As the city grew and developed, the street which this building is located on — Nguyen Hue — became more and more popular with tourists, so tenants started renting out their apartments in the block. Since around 2015, the block has found an increasingly commercial use and now offers an assortment of cafes, fashion boutiques and co-working spaces. The number of services change and expand and new hip places are popping up while older ones are closing down. However, not every apartment has become a café — there are also people still living in the building.
All of the balconies of this Cafe Apartment look out onto the Walking Street in downtown Ho Chi Minh, as well as the Saigon River. Inside, each floor is packed with cool spots to have a coffee, hang out, or meet new people in coworking spaces. There is a staircase leading to each floor, as well as an elevator, for which you have to pay 3,000 VND (around 11 euro cents) — a fee which can later be refunded by one of the cafes you visit.
This run-down looking and slightly disintegrating apartment block has been revived by the coffee spots which now attract the Vietnamese youth as well as numerous tourists. There is even a guide to the whole building for those who want to have the best and well-informed experience there.

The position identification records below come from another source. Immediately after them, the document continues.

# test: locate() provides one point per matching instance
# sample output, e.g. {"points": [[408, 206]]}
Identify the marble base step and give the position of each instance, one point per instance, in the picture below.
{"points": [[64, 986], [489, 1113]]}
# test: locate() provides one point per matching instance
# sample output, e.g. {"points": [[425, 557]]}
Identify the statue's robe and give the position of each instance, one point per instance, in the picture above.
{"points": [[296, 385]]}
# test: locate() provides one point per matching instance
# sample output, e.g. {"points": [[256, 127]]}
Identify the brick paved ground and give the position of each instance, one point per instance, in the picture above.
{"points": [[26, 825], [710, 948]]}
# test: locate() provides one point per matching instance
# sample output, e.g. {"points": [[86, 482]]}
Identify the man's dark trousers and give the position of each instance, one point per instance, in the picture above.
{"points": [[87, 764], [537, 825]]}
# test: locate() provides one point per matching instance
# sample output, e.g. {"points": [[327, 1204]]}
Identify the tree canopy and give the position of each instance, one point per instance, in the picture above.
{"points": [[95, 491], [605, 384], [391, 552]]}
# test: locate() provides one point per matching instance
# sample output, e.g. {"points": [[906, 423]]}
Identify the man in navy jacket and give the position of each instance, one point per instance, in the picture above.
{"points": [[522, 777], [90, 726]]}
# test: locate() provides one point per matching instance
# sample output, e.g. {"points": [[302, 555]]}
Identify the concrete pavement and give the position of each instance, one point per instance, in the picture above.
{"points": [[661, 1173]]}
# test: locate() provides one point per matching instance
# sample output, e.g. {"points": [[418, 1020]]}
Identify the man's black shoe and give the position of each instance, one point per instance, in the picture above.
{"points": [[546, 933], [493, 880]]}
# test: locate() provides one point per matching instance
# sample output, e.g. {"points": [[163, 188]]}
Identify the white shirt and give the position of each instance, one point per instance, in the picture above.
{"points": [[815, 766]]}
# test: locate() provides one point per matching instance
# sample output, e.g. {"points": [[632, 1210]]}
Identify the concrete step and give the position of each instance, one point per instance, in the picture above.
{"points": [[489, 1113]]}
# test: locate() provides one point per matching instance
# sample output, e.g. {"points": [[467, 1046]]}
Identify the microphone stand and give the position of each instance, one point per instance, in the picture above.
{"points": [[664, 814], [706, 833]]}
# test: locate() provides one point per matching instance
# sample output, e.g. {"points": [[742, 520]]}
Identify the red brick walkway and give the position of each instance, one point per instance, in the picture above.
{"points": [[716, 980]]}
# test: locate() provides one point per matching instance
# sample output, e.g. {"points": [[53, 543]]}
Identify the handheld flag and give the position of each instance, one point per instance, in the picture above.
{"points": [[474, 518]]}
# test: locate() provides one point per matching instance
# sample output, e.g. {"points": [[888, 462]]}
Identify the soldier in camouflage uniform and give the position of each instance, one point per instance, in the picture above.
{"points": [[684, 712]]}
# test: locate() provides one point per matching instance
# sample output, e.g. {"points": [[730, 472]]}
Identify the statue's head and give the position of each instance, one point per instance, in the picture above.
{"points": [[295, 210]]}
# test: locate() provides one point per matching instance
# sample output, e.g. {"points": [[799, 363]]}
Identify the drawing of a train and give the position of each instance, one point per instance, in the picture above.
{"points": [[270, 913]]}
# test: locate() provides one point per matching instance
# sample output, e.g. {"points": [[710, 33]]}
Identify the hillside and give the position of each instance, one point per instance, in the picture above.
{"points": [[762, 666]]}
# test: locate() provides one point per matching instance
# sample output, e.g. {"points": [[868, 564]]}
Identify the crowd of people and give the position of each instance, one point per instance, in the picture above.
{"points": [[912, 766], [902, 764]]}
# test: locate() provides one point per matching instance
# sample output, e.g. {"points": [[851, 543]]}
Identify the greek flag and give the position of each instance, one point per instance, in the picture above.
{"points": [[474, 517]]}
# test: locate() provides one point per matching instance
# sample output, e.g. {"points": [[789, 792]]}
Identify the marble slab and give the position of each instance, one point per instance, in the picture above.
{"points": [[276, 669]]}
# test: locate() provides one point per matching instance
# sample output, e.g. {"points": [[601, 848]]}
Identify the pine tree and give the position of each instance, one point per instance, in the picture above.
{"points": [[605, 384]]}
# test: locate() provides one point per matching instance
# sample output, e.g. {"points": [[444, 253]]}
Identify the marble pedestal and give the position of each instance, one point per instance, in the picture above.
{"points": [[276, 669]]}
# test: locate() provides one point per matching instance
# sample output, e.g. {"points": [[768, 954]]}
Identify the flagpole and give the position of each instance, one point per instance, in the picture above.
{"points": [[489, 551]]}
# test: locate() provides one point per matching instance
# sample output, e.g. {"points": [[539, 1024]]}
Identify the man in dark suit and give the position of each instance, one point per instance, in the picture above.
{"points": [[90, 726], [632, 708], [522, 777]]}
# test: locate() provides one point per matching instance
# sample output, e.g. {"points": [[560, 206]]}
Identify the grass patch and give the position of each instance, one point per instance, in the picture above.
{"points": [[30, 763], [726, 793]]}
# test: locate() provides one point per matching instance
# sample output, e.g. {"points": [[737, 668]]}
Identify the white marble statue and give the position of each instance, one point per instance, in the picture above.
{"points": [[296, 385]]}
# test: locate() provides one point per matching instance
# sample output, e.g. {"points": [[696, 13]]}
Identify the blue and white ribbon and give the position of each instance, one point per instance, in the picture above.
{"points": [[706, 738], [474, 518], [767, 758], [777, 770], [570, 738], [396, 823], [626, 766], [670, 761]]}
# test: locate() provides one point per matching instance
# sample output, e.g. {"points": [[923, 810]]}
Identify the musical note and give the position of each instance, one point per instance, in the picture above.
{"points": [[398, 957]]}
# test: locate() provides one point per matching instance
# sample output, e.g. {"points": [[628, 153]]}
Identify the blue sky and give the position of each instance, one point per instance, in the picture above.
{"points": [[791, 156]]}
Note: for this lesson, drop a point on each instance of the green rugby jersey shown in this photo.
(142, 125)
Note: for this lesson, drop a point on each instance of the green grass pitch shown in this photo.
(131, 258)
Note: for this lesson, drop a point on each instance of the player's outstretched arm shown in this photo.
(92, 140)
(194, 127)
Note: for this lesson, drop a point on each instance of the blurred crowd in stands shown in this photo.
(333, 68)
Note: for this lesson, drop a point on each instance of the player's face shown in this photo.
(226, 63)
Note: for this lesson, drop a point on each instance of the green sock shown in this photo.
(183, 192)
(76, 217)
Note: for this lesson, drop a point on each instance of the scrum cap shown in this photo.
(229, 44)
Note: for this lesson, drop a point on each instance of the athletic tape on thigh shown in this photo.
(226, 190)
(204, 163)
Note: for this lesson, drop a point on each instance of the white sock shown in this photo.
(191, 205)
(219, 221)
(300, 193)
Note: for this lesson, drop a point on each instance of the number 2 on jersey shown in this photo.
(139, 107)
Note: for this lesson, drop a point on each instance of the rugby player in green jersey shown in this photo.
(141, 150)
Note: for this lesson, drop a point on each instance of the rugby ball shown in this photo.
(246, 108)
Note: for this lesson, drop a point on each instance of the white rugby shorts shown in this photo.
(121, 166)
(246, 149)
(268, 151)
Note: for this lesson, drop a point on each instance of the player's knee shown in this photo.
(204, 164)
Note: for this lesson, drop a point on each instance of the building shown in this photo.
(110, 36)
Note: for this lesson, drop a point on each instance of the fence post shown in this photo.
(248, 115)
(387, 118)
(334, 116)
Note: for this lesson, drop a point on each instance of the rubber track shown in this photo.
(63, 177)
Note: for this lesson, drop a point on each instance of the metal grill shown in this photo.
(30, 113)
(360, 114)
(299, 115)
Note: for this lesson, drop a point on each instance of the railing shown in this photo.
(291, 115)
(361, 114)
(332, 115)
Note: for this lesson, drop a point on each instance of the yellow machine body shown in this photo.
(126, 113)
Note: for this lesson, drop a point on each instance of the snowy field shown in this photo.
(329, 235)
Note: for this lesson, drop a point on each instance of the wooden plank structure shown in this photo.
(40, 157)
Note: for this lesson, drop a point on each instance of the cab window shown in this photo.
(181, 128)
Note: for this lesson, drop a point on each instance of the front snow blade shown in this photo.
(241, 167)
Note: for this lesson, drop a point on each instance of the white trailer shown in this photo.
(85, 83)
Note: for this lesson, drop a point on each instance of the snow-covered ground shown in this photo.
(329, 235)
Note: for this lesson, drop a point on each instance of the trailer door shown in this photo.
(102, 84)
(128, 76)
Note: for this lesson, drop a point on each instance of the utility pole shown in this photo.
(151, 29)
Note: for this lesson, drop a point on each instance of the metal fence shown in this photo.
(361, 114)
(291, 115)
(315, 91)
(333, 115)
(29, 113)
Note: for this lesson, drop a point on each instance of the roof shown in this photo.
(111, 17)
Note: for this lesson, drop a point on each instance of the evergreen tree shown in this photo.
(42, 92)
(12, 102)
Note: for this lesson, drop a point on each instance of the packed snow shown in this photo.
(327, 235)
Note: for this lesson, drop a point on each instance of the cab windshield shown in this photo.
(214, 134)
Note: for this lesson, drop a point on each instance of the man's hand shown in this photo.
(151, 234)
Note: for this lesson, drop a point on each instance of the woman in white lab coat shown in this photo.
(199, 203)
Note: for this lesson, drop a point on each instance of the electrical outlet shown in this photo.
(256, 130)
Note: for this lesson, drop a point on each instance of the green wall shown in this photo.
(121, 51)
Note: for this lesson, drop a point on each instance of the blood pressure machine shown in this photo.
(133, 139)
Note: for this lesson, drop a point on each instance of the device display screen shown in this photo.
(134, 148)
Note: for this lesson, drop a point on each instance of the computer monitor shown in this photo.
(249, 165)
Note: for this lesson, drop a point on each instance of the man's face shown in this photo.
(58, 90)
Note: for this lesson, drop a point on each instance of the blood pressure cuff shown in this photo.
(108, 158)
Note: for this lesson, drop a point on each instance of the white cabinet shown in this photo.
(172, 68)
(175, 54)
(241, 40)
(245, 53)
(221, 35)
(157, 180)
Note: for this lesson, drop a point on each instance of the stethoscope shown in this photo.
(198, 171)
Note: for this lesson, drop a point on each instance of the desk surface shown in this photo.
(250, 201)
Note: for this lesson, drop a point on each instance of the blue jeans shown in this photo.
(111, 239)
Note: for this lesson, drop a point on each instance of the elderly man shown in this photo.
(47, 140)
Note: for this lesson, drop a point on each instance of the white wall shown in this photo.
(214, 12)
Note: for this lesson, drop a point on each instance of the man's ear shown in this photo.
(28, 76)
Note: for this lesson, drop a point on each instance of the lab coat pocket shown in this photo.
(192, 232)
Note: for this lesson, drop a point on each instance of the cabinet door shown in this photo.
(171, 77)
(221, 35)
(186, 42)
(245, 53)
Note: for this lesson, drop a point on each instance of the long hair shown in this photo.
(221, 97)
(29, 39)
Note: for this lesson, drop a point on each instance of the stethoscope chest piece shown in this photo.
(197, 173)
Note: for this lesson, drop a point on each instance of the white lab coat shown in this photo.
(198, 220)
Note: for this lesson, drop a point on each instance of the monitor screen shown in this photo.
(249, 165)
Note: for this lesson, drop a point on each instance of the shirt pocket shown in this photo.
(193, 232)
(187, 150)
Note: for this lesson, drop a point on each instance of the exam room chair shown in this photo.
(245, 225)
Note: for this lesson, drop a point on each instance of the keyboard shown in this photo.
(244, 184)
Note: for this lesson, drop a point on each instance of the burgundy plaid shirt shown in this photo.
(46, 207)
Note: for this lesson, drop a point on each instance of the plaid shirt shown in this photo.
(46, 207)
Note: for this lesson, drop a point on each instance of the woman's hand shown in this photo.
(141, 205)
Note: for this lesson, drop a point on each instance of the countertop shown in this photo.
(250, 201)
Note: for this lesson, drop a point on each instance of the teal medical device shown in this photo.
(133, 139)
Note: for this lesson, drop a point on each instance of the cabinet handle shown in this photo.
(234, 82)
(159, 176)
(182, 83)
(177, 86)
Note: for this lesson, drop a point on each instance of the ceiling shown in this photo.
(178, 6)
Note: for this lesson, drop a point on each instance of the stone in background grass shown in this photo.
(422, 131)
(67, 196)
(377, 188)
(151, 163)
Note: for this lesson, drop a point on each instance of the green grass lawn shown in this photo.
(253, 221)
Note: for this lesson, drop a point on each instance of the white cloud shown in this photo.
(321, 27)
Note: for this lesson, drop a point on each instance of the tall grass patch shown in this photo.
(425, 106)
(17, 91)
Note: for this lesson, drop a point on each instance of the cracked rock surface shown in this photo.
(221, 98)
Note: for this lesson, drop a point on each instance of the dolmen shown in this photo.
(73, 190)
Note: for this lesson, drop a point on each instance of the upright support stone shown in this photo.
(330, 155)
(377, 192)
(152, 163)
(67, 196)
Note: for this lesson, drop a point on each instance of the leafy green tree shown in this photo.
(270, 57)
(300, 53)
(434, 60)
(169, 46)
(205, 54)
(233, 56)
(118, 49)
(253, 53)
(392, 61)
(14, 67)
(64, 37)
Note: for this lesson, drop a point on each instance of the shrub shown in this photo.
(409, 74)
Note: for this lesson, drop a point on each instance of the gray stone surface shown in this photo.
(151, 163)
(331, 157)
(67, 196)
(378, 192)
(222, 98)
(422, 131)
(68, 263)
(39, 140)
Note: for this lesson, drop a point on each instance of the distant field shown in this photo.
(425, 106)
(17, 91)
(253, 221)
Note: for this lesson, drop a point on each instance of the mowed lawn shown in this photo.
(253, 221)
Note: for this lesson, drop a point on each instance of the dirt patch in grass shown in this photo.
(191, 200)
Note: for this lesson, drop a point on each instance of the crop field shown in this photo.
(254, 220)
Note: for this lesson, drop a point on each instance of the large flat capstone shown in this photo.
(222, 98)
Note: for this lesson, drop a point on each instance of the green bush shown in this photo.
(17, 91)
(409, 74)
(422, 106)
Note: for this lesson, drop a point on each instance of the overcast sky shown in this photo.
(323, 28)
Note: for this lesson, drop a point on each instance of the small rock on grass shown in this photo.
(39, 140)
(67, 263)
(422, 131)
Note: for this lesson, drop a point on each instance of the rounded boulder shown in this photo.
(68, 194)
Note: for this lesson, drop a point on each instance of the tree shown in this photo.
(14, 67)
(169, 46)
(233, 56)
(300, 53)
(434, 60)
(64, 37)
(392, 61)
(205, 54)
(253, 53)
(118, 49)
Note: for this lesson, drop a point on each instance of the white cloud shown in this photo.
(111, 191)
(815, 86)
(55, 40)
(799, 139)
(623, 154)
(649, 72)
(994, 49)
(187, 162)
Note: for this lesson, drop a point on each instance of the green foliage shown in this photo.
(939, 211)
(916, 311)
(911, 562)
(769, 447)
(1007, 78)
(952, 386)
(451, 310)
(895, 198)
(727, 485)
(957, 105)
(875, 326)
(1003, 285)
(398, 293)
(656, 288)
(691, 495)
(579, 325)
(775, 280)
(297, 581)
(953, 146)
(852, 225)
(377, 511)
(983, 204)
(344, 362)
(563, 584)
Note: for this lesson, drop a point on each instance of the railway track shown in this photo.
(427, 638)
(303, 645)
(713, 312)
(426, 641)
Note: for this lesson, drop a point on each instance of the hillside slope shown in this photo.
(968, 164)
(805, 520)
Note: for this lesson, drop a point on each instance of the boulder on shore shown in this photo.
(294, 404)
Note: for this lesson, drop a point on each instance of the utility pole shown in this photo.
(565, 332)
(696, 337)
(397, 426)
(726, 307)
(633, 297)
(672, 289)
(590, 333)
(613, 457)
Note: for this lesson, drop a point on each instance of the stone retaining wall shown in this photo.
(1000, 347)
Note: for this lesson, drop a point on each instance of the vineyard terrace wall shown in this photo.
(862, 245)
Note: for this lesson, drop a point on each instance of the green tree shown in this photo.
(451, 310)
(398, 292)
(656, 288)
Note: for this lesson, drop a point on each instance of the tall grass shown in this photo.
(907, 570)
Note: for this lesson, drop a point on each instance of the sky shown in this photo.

Urban transformation of this sort has been omnipresent in cities all over the world with projects reviving old spaces, like this blue sports court in Mexico City or an old bank building turned into an ‘art experience’ in Berlin. The difference with the Cafe Apartment is how naturally and organically it came into being, without a plan or prior blueprints. This spot lives its own life in harmony with the city of Ho Chi Minh.